町の本屋さん

ミドリ

第1話 彼女と僕

 今日は、ずっと楽しみにしていたファンタジー小説の発売日だ。


 駅前の大きな本屋に行けば、確実に入手できるのは分かっていた。だけど、僕は家から一番近い、ちょっと寂れた商店街の片隅にポツンとある本屋で買うことに決めていた。


 財布をジーンズの後ろポケットに突っ込むと、これまた寂れたアパートの玄関を出て、役に立つのか立たないのか微妙な安物の鍵を掛ける。一番泥棒が解錠しやすいと言われている鍵だったけど、まあ特に大事な物も置いてない貧乏学生なので、あまり気にしていない。


 カンカンカン、と昔ながらの鉄製の外階段を駆け足で降りていくと、アパートの敷地から飛び出す。向かう先は、徒歩五分ほどの距離にある本屋だ。

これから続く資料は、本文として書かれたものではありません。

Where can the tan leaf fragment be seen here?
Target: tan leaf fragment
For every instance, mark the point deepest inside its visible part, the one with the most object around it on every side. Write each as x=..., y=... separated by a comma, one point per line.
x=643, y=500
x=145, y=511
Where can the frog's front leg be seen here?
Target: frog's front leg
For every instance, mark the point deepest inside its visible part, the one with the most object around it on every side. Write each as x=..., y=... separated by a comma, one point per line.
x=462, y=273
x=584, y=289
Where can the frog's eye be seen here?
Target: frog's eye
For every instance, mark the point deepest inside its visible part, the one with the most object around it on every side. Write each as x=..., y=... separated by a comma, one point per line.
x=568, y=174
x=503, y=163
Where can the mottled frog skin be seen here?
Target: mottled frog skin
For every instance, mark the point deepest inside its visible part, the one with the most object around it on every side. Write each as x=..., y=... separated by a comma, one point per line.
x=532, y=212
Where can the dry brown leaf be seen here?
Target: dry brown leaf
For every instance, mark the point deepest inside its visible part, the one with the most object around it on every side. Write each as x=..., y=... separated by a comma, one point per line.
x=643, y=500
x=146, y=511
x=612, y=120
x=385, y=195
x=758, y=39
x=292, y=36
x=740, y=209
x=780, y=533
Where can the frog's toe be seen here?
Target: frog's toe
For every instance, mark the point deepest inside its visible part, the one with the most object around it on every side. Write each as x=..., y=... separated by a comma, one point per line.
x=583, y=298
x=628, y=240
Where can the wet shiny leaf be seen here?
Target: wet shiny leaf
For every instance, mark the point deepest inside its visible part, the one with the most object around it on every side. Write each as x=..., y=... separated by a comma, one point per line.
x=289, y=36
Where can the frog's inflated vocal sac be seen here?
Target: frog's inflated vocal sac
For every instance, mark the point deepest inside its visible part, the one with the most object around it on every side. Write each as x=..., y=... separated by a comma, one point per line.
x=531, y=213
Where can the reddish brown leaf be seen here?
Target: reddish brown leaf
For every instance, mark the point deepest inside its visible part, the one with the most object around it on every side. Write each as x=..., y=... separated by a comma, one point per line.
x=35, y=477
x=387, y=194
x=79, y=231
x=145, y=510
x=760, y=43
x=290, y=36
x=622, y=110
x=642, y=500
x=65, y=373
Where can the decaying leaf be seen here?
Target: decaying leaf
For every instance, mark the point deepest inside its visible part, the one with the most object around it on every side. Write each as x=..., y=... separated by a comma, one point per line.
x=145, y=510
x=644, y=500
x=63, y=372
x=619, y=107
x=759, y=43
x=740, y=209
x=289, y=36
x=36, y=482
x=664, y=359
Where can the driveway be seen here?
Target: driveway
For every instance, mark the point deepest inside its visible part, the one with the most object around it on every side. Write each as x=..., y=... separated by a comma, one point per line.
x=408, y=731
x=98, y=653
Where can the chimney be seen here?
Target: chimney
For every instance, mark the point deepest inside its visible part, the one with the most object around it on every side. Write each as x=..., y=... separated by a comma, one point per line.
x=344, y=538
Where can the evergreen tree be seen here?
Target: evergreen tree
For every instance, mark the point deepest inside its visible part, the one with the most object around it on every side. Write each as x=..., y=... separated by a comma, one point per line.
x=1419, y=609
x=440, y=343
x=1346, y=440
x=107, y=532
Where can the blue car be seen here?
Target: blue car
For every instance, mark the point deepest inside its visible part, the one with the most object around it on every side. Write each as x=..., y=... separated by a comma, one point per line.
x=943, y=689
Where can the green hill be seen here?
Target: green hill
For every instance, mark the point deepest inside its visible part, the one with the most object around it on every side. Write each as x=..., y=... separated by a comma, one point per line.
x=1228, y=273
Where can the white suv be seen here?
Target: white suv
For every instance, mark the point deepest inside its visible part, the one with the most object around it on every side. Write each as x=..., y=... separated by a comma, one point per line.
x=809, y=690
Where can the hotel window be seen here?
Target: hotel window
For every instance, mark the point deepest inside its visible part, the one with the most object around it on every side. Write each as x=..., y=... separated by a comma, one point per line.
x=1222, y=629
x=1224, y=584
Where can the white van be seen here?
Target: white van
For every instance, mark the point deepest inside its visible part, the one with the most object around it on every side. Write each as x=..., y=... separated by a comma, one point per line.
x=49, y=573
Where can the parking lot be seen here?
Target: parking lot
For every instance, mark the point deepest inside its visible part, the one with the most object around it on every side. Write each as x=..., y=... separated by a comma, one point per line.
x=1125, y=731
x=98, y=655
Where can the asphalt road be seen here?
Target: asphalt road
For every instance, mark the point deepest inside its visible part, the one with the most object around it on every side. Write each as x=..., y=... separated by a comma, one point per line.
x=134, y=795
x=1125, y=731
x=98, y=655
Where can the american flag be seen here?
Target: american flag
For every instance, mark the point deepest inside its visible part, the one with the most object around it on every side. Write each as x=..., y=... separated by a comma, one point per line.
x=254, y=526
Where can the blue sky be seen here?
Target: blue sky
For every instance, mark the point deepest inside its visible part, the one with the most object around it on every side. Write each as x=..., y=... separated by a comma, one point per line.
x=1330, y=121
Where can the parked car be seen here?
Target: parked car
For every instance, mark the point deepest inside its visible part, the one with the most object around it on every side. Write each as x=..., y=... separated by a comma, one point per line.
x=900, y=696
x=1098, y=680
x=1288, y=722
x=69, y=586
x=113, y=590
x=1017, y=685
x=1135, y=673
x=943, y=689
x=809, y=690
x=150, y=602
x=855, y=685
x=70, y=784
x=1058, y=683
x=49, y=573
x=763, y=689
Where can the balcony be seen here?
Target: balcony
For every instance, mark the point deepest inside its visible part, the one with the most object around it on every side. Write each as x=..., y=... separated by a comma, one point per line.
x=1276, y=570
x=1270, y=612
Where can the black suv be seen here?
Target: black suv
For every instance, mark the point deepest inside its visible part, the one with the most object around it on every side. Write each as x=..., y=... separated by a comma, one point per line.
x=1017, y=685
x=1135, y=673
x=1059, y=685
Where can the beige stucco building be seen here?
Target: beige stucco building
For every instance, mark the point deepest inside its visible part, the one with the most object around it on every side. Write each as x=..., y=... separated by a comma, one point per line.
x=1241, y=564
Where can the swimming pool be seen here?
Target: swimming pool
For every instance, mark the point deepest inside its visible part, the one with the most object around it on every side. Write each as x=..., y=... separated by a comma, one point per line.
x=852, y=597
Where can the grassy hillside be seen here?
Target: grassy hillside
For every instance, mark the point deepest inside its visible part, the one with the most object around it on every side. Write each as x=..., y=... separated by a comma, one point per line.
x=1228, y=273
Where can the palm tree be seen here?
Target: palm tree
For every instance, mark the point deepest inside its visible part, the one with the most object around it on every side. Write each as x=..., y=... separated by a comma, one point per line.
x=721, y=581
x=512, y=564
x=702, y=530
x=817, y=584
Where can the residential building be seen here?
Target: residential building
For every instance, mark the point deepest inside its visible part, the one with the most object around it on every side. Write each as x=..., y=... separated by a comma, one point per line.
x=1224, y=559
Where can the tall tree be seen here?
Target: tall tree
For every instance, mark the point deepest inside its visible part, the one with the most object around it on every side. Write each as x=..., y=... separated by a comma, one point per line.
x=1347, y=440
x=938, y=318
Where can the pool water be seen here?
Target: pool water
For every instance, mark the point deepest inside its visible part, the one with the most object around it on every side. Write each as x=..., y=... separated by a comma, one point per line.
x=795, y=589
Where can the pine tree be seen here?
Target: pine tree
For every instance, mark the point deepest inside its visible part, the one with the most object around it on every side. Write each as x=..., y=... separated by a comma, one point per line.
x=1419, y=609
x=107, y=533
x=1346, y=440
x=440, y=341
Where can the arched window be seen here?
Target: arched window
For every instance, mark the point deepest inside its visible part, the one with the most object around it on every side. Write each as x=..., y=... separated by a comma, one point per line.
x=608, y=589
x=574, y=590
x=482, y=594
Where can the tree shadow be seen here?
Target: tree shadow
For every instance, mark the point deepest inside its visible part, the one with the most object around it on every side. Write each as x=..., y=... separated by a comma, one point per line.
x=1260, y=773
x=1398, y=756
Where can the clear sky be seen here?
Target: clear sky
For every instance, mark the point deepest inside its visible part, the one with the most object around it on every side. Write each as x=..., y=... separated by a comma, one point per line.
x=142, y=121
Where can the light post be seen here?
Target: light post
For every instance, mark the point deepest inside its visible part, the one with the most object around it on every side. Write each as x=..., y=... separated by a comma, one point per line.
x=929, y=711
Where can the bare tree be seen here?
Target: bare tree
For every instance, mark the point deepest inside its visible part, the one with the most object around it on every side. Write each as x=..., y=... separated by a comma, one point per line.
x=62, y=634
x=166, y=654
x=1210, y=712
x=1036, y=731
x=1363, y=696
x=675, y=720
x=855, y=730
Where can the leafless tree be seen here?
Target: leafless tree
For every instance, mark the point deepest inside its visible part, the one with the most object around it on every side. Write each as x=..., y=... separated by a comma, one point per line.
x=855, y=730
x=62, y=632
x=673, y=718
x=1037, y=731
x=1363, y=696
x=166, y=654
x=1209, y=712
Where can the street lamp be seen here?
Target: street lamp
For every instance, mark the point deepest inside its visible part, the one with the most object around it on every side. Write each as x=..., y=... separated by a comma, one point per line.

 駆け足で走りながら、今日の店員さんはお父さんの方かな、それとも娘の方かな、とちらりと考える。


 僕が向かっている本屋はさして広さのない所謂町の本屋で、小説よりも漫画と雑誌の比率の方が圧倒的に高い。売れるものを優先的に置かないとやっていけないのかな、なんて勝手に心配してしまったくらいの規模だ。

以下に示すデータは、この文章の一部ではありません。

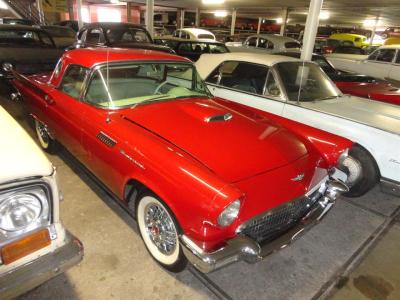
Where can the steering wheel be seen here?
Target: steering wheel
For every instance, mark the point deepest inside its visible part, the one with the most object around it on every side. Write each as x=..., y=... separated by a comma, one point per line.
x=157, y=90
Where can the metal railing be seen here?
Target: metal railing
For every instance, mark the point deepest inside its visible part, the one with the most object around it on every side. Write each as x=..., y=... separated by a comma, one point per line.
x=27, y=10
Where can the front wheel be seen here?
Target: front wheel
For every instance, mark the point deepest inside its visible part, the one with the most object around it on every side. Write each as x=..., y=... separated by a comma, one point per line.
x=45, y=141
x=159, y=231
x=362, y=162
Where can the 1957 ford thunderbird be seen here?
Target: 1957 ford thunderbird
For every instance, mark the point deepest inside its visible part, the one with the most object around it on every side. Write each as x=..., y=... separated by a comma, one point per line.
x=208, y=180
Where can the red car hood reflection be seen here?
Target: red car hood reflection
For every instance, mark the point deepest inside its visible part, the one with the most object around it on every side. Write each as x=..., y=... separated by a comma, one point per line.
x=235, y=148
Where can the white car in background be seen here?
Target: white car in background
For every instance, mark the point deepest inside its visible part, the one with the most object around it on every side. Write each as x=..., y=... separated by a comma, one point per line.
x=302, y=92
x=265, y=43
x=383, y=63
x=34, y=245
x=193, y=34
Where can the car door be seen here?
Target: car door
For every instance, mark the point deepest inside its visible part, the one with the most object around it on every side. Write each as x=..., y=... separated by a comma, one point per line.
x=247, y=83
x=64, y=109
x=100, y=135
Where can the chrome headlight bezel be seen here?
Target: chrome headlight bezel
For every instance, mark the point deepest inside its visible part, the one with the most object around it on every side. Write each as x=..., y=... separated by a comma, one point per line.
x=38, y=191
x=229, y=214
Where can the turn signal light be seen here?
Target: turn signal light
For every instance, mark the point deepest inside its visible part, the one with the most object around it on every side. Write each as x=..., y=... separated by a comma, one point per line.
x=25, y=246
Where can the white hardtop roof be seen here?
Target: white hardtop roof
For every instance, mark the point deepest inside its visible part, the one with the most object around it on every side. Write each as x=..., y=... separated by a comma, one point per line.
x=208, y=62
x=274, y=37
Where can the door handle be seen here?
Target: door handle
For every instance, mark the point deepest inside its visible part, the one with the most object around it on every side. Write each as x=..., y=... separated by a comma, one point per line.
x=48, y=99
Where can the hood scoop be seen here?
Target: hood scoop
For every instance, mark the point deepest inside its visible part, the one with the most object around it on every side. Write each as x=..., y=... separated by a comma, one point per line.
x=219, y=118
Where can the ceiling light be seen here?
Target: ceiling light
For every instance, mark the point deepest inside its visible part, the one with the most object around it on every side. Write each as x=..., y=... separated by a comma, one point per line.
x=220, y=13
x=324, y=15
x=213, y=2
x=3, y=5
x=372, y=22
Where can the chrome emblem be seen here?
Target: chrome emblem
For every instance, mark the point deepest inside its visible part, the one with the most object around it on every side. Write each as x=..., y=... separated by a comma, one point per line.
x=298, y=177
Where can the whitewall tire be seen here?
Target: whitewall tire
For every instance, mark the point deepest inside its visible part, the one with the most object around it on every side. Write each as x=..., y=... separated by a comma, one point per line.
x=160, y=233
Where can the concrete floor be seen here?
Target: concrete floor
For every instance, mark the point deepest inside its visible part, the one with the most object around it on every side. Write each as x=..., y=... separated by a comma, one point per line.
x=352, y=254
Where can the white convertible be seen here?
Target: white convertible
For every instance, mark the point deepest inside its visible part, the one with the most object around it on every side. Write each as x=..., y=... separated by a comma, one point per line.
x=383, y=63
x=301, y=91
x=34, y=245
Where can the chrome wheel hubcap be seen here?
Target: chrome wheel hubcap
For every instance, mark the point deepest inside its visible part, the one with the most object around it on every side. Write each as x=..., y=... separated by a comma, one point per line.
x=42, y=131
x=160, y=228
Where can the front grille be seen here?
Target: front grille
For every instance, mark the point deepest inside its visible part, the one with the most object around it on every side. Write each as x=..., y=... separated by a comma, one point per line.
x=277, y=221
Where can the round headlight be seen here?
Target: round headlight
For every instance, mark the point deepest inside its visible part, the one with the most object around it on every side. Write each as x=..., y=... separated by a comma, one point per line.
x=19, y=211
x=229, y=214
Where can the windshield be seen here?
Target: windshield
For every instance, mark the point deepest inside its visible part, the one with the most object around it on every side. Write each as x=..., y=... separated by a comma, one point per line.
x=305, y=82
x=127, y=35
x=132, y=84
x=24, y=38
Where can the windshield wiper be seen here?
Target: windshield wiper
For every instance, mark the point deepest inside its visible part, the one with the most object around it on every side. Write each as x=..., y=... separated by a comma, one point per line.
x=327, y=98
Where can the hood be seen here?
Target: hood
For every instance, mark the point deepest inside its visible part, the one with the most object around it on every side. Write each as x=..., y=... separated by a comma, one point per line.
x=22, y=158
x=230, y=144
x=361, y=110
x=146, y=46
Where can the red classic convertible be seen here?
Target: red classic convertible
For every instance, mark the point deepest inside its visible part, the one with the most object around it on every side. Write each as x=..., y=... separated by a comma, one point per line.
x=209, y=181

 だけど最近、以前は旅行ガイドや趣味のコーナーだった場所に、突然ラノベコーナーが出来た。


 これまではラノベにそこまで興味はなかったけど、たまたま立ち寄って、可愛らしいポップを見て一冊を手に取った。すると、オーナーの娘で黒髪眼鏡の色白の彼女が、聞こえないくらいの小さな声で言ったのだ。「それ、滅茶苦茶面白いですよ」と。


 あ、この人喋るんだ。こんな声をしてたんだって、そんな当たり前なことにその時初めて気付いた。化粧っ気のない白い頬を紅潮させながら、その作品のオススメポイントを消えそうな声で語る彼女を、最初はぎょっとして見ていた。


 だけど懸命に語る彼女を眺めている内に、彼女のまつげが実は長くて眼鏡のレンズに付いちゃっていることや、薄めの唇の奥に見える舌先が細くてピンク色だなとか、指サックがはまった指は華奢なんだなとか、色んなことを考えてしまったのだ。


 その日から、僕は彼女の推し作品を購入しては読み切り、感想を彼女に伝える様になった。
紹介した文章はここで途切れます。